Ce matin, quand il est venu, Il m’a dit : « Ma bien-aimée, que veux-tu Me dire, puisque tu désires tant Me parler ?» Toute honteuse, j’ai dit : « Mon doux Jésus, je veux te dire que je désire ardemment T’aimer,

  • Toi et ta sainte Volonté. Si Tu m’accordes cela, Tu me rendras pleinement heureuse et satisfaite. »

Jésus reprit : « Bref, tu Me demandes tout en Me demandant ce qu’il y a de plus grand dans le Ciel et sur la terre. Quant à Moi, c’est dans cette sainte Volonté que Je te désire et que Je veux te conformer davantage à Moi.

Et pour que ma Volonté te soit plus douce et plus savoureuse,

  • place-toi dans son cercle et
  • admire ses diverses qualités en t’enfermant
  • tantôt dans sa Sainteté,
  • tantôt dans sa Bonté,
  • tantôt dans son Humilité,
  • tantôt dans sa Beauté, et
  • tantôt dans le Repos paisible qu’Elle produit.

Et, dans les arrêts que tu feras,

  • tu acquerras toujours plus de connaissances nouvelles et inouïes sur ma sainte Volonté.
  • tu resteras tellement liée et amoureuse de ma Volonté que tu n’en sortiras jamais plus.

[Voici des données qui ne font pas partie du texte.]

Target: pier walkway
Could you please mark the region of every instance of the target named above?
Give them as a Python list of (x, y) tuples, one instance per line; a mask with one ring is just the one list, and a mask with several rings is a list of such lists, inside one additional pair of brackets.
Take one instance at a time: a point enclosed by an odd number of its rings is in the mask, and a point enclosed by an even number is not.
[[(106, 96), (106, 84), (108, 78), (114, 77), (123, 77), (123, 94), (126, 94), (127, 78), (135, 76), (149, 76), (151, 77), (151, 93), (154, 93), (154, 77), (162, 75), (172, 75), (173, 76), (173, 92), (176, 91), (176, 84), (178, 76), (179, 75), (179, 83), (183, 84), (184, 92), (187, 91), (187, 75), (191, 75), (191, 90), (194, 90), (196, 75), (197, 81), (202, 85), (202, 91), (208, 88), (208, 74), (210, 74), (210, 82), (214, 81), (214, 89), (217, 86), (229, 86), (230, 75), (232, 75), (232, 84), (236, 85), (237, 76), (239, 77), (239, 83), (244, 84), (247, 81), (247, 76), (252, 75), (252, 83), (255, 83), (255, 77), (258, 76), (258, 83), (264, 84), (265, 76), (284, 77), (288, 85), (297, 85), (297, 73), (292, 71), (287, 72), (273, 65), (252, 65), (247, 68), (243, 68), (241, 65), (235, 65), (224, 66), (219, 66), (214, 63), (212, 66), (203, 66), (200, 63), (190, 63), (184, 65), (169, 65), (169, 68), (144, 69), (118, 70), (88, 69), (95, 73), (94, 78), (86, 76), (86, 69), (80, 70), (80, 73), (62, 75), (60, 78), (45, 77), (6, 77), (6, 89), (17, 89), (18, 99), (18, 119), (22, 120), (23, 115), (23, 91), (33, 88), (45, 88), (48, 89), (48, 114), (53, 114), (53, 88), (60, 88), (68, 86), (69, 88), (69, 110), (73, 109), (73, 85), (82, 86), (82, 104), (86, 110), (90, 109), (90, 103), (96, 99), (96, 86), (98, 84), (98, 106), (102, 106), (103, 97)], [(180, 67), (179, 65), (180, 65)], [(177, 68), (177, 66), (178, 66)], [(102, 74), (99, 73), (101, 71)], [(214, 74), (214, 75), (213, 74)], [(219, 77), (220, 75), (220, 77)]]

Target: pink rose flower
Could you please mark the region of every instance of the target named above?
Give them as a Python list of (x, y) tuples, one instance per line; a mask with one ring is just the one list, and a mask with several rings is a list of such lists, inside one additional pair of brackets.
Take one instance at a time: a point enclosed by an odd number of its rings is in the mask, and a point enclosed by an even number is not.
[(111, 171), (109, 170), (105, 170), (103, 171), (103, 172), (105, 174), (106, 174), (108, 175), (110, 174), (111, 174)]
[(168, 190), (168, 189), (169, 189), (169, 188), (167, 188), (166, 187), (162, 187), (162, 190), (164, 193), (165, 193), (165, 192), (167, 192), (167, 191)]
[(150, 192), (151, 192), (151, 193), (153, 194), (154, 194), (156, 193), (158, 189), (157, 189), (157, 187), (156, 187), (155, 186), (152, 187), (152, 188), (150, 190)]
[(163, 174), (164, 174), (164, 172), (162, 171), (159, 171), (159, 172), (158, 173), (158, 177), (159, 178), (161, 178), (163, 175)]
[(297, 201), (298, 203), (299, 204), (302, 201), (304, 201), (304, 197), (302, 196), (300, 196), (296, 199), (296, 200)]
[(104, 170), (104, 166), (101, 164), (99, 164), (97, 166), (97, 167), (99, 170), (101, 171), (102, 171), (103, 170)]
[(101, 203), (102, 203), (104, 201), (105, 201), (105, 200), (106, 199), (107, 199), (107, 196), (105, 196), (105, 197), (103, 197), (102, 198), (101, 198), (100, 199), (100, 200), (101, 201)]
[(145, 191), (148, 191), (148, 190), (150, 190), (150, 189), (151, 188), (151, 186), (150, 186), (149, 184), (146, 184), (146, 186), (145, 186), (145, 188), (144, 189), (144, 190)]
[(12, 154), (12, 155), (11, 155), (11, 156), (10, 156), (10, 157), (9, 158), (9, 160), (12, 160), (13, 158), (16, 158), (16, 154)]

Cela t’apportera un très grand avantage.

En étant dans ma Volonté, tu n’auras plus besoin

  • de combattre tes passions et
  • d’être toujours en guerre avec elles.

Hors de ma Volonté,

  • alors que les passions semblent mourir,
  • elles surgissent toujours de nouveau, plus fortes et plus vives qu’auparavant.

De fait, quand on vit dans ma sainte Volonté,

  • les passions meurent doucement, sans combat et sans tapage. Elles perdent vie par elles-mêmes. Car, devant la Sainteté de ma Volonté, les passions n’osent pas se montrer.

Si l’âme éprouve les mouvements de ses passions, c’est signe qu’elle n’a pas établi sa demeure continuelle à l’intérieur de ma Volonté. Parfois, elle fait des escapades dans sa propre volonté., Et ainsi, elle est contrainte à éprouver la puanteur de la nature corrompue.

Au contraire, si elle reste fixée dans ma Volonté,

  • elle est débarrassée de tout et
  • sa seule préoccupation est de M’aimer et d’être aimée par Moi. »

Après cela, en regardant mon Jésus béni, j’ai vu qu’Il portait la couronne d’épines.

Je l’ai retirée doucement et l’ai placée sur ma tête. Jésus me l’a enfoncée et, ensuite, il disparut.

Je me suis retrouvée en mon corps avec un ardent désir de demeurer dans sa très sainte Volonté.